GST council to finalise rules for new tax regime today

GST will subsume excise duty, service tax and other local levies.

The Dollar Business Bureau 

After the Lok Sabha approved the four supplementary GST legislations - Central GST (CGST), Integrated GST (IGST), Union Territory GST (UTGST) and the Compensation law, the Centre and the State governments will on Friday come up with the final rules and regulations of the new tax framework.

The GST Council has already cleared five sets of norms pertaining to registration, payments, refund, invoice and returns. However, these sets of rules will need some minor tweaking by the council.
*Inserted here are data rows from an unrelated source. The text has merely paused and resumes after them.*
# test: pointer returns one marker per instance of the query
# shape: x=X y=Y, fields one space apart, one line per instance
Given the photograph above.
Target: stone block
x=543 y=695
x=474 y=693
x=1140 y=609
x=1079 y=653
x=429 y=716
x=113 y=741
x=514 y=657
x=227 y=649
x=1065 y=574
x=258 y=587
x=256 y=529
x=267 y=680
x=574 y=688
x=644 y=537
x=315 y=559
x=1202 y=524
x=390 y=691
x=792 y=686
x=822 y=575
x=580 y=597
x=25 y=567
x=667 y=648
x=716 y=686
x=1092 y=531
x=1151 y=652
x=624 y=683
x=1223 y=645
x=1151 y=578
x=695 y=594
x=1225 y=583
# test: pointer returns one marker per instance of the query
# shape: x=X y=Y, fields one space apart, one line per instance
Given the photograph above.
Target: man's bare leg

The GST Council will discuss four more rules related to composition, valuation, input tax credit and transitions. The similar rules for registration, payment, returns, invoice and refund will be made as one and presented before the Council.

The GST will subsume excise duty, service tax and other local levies. Existing service tax, excise and VAT assessees will migrate to the new tax framework by registering on the GSTN portal.  60% of those assessees have already been migrated to the Goods and Services Tax Network.
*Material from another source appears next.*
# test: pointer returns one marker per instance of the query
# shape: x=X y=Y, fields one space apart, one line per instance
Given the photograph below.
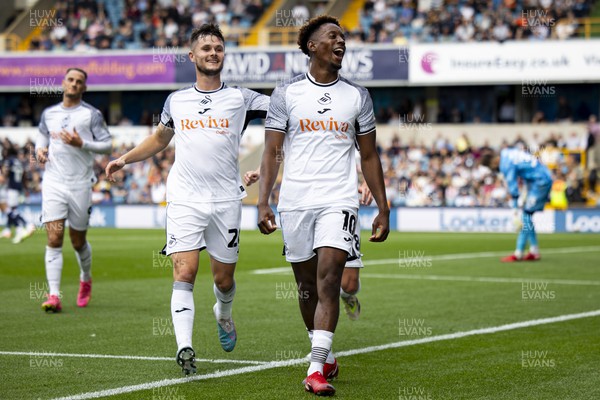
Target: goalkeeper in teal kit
x=515 y=163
The GST Council has come up with a four-tier tax structure - 5, 12, 18 and 28%. The luxury and demerit goods will attract a cess to compensate states for revenue loss in the first five years of GST implementation.

Luxury cars and aerated drinks will attract a cess of 15%, and pan masala will have 135% cap on it. Tobacco cess has been capped at a mixture of Rs.4,170 per 1,000 sticks or ad valorem of 290%. Cess on coal will at Rs.400 per tonne.

Meanwhile, the Central GST (CGST) law has a peak rate at 20% while the State GST (SGST) law has been pegged at a similar rate, which takes the peak rate to 40% coming into force only in financial exigencies.

The government has set up ten working groups to understand and deliberate upon issues faced by trade and industry across various sectors to ensure the GST framework undergoes a smooth transition.